Schematic of the current theory on how hypoxia/ischemia facilitates cell death in the brain. Yacobi et al.[1] demonstrated that long-term heat acclimation can reduce glutamate-mediated calcium influx and improve outcomes following hypoxic injury by altering the expression of NMDA and AMPA receptor subunits.

The key findings of Yacobi et al.[1] indicate that hypoxic tolerance of brain tissue, particularly the hippocampal and frontal cortex neurons, can be improved by long-term heat acclimation. The change in expression and composition of glutamate receptors, particularly down-regulation of NMDA receptors, has wide-ranging impacts on surviving hypoxic insults. In addition to having clear implications for the hypoxic stress of cerebrovascular events such as stroke, these results may provide a cytoprotective means for minimizing cognitive dysfunction following concussion and other traumatic brain injuries (TBI). Similar to hypoxic injury, the neurological detriments associated with concussion are facilitated by massive glutamate discharge and calcium imbalance. Interestingly, NMDA receptor blockade in animals 30 minutes prior to trauma results in better functional outcomes post-TBI compared to saline-treatment,[2] suggesting similar pathophysiology between TBI and hypoxic insult. In addition, heat acclimation attenuates apoptosis in brain cells following TBI,[3] providing another mechanism by which heat acclimation can maintain cognitive function in individuals who have suffered cerebral trauma.

These results further enhance our knowledge of the potential for heat acclimation cross tolerance to improve cell survivability to a variety of insults. In animals, cross-tolerance has previously been examined in the heart, where enhanced survival of cardiac myocytes following ischemia-reperfusion injury was noted in animals treated with a 30-day passive heat acclimation.[4] This initial work suggested that survival and functional outcomes in individuals who suffered from myocardial infarction would be improved if the patients were heat acclimated prior to injury. While these studies have led to interest in heat acclimation in humans for heat-hypoxia tolerance and exercise performance benefits,[5,6] the potential for heat acclimation to improve health outcomes following hypoxic/ischemic events in humans requires more attention. And, thanks to the elegant body of work that has been put forth by Horowitz and colleagues over recent years, there are now clear indications for the use of heat acclimation to enhance both neuro-and cardio-protection in individuals susceptible to myocardial infarction, stroke, and TBIs such as concussion.

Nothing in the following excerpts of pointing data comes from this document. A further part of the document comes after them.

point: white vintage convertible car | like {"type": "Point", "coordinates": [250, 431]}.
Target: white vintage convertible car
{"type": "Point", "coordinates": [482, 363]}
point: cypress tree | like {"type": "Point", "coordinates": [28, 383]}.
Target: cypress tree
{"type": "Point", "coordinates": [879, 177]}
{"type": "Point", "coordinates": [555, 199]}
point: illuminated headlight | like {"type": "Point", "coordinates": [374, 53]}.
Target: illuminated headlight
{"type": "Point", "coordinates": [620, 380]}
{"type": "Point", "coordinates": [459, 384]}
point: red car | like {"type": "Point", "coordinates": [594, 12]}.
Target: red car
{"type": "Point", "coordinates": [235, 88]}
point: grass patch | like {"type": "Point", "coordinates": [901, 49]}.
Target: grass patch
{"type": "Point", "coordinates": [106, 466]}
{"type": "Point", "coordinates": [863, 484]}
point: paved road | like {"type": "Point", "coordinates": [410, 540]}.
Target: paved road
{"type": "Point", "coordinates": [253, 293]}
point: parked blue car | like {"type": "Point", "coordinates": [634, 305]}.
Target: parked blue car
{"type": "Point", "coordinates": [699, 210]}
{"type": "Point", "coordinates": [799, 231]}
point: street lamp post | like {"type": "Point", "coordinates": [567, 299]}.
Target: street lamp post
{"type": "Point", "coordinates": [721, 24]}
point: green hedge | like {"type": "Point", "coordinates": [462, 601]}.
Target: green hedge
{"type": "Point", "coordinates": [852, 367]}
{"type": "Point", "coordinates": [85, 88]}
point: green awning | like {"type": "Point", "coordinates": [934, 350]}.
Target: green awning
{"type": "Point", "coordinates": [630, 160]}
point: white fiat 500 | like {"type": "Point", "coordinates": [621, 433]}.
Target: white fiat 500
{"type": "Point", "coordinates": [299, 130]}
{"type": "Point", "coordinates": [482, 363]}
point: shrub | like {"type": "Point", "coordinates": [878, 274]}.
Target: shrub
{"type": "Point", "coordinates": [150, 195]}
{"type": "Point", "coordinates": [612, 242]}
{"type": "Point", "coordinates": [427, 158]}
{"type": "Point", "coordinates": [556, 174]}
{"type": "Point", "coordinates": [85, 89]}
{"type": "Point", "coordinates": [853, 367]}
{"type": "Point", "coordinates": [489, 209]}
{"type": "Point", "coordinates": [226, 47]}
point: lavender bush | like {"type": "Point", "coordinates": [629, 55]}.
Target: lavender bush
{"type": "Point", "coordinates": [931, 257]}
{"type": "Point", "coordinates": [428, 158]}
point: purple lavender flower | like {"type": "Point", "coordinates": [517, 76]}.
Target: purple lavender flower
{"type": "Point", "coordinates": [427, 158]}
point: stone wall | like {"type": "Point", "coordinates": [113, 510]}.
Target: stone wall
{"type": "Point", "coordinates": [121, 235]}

In addition to heat acclimation providing cytoprotection against acute stressors, this work highlights the potential for heat acclimation to improve health under non-stressed conditions. Yacobi et al.[1] demonstrated beneficial changes in glutamate receptors under basal non-stressed conditions. Likely, heat acclimation is capable of inducing cellular changes throughout the body that, in addition to protecting against catastrophic events such as heart attack and stroke, can slow disease progression in general. Unfortunately, the physiological benefits of long-term heat acclimation in humans have thus far received very little attention. As such, the cardiovascular and neurological health benefits of long-term heat acclimation, as well as the cellular pathways and mechanisms of these protective benefits, represent a fertile area for future research. In particular, extending these findings to humans may provide a therapeutic means to enhance cardiovascular and cognitive health through long-term heat acclimation in individuals susceptible to or suffering from a range of cardiovascular and/or neurological diseases.